Rincian Harga Emas Antam Hari Ini 7 Juni 2026

BeritaLokal, Jakarta – Harga emas Antam hari ini, Minggu (7/6/2026), tetap stabil meskipun mengalami pergerakan minor dibandingkan perdagangan sebelumnya. Berdasarkan data dari situs resmi Logam Mulia, harga emas antam dijual di Rp 2.738.000 per gram, dengan beberapa ukuran berikut:, 0,5 gram: Rp 1.419.000, 1 gram: Rp 2.738.000, 2 gram: Rp 5.416.000, 3 gram: Rp 8.099.000, 5 gram: Rp 13.465.000, 10 gram: Rp 26.875.000, 25 gram: Rp 67.062.000, 50 gram: Rp 134.045.000, 100 gram: Rp 268.012.000, 250 gram: Rp 669.765.000, 500 gram: Rp 1.339.320.000, 1.000 gram: Rp 2.678.600.000

Pada hari sebelumnya, harga emas antam turun Rp 32.000 per gram. Harga buyback emas Antam juga tidak berubah, tetapi tercatat mencetak rekor tertinggi sepanjang sejarah pada Kamis (29/1/2026) di Rp 3.168.000 per gram. Sementara harga buyback emas Antam dipatok Rp 2.989.000 per gram.

Selain itu, tren harga emas dunia terus memperkuat tekanan pada pasar. Harga emas dunia mengalami penurunan sebesar 2,2 persen menjadi USD 4.375,19 per ons (menurut CNBC) dan kontrak berjangka AS turun 2,2 persen ke USD 4.405,10 per ons. Data ketenagakerjaan AS pada Mei 2026 meningkat 172.000 pekerjaan, melampaui proyeksi ekonom yang memperkirakan kenaikan hanya 85.000 pekerjaan. Kenaikan tersebut memperkuat ekspektasi bahwa Federal Reserve (The Fed) akan mempertahankan suku bunga tinggi lebih lama akibat risiko inflasi dari konflik di Timur Tengah.

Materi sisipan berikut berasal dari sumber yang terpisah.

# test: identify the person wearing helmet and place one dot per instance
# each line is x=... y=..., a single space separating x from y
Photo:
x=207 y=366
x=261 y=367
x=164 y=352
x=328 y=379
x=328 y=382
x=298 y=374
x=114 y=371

Kondisi ini menegaskan bahwa tekanan inflasi dan ketegangan geopolitik terus mempercepat kenaikan harga minyak dan emas. Selain itu, kenaikan imbal hasil (yield) obligasi AS menciptakan biaya kepemilikan aset yang lebih tinggi untuk investor.

Di pasar fisik, permintaan emas di India masih lesu, sementara premi harga emas di China mengalami penurunan. Harga perak spot turun 5,8 persen menjadi USD 69,50 per ons, sementara platinum melemah 3 persen ke USD 1.842,70 per ons dan paladium turun 1,6 persen menjadi USD 1.299,25 per ons.

Tren penurunan ini terus berlanjut dalam minggu ini, mengukuhkan emas sebagai aset lindung nilai yang dinilai kurang efektif di tengah kenaikan suku bunga dan tekanan inflasi.